A clear and complete descriptive statement covering the technical point of any item ordered. A specification using a proprietary name or equal is acceptable.

Spot Exchange

The purchase or sale of foreign exchange for immediate delivery.

Standard Industrial Classification (SIC)

A standard numerical code system used by the U.S. government to classify products and services.

Standard International Trade Classification (SITC)

A standard numerical code system developed by the United Nations to classify commodities used in international trade.

State Trading Enterprises

STEs are entities established by governments to import, export and/or produce certain products.

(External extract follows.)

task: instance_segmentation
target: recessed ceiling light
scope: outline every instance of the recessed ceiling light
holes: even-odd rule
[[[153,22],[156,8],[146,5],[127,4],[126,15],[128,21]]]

Examples include: government-operated import/export monopolies and marketing boards or private companies that receive special or exclusive privileges from their governments to engage in trading activities.

STC (Said to Contain)

Sometimes applied by a forwarder or a carrier to documents as part of the description of the goods, e.g., "10 cartons stc 1,000 textbooks."

Steamship Conference

A group of steamship operators that operate under mutually agreed-upon freight rates.

Straight Bill of Lading

A nonnegotiable bill of lading in which the goods are consigned directly to a named consignee.

Subcontractor Production

Overseas production of a part or component of a U.S.-origin article. The subcontract does not necessarily involve license of technical information and is usually a direct commercial arrangement between the U.S. manufacturer and a foreign producer.

Subrogation

The operation by which the insurance company (on payment of a claim) assumes all of the assured's rights to recovery from any third parties; substitution of one creditor for another.

Subsidies

GATT does not directly define subsidies. The U.S. regards a subsidy as a bounty or grant paid for the manufacture, production, or export of an article. Export subsidies are contingent on exports; domestic subsidies are conferred on production without reference to exports. While governments sometimes make outright payments to firms; subsidies usually take a less direct form (R&D support, tax breaks, loans on preferential terms, and provision of raw materials at below-market prices).

Supplier Credit

Credits granted by a supplier, usually through commercial banks, to a foreign buyer under deferred payment terms.

Surveyor

A marine specialist who examines damaged property and determines the cause, nature, and extent of damage and methods of repair and/or replacement. He is not an adjuster, and all his actions are without prejudice to policy terms and conditions.

Swaps

Swaps take dozens of forms but often entail the exchange of one type of asset or payment for another. Some of the more common forms are: cross-border; currency; debt-for-charity; debt-for-commodity; debt-for-debt; debt-for-development; debt-for-equity; debt-for-export; debt-for-local-currency; debt-for-nature; discount; dual currency; interest rate; inward; premium; reverse; and vanilla. Minor variation in names is common.

Swing

Margin of credit allowed on a bilateral clearing account beyond which all trade exchanges stop and cannot be resumed until the swing imbalance is reduced.

Switch Arrangements

A form of countertrade in which unused purchase rights under government-to-government trade (clearing agreements) on unwanted goods received by a firm in a countertrade transaction are sold at a discount to buyers for cash.

Switch Trading

Trade activities connected with converting bilateral clearing imbalances into convertible currencies through the sale of the clearing imbalance to switch traders at discounted prices. The switch traders then reduce or eliminate the imbalance through import/export transactions that they arrange. The term is also used to denote nonclearing transactions involving triangular or multiple sales of different goods by various brokers. By a series of trades at discounted prices, a primary exporter can convert into hard currency revenues a soft currency payment or a countertraded product hard to market.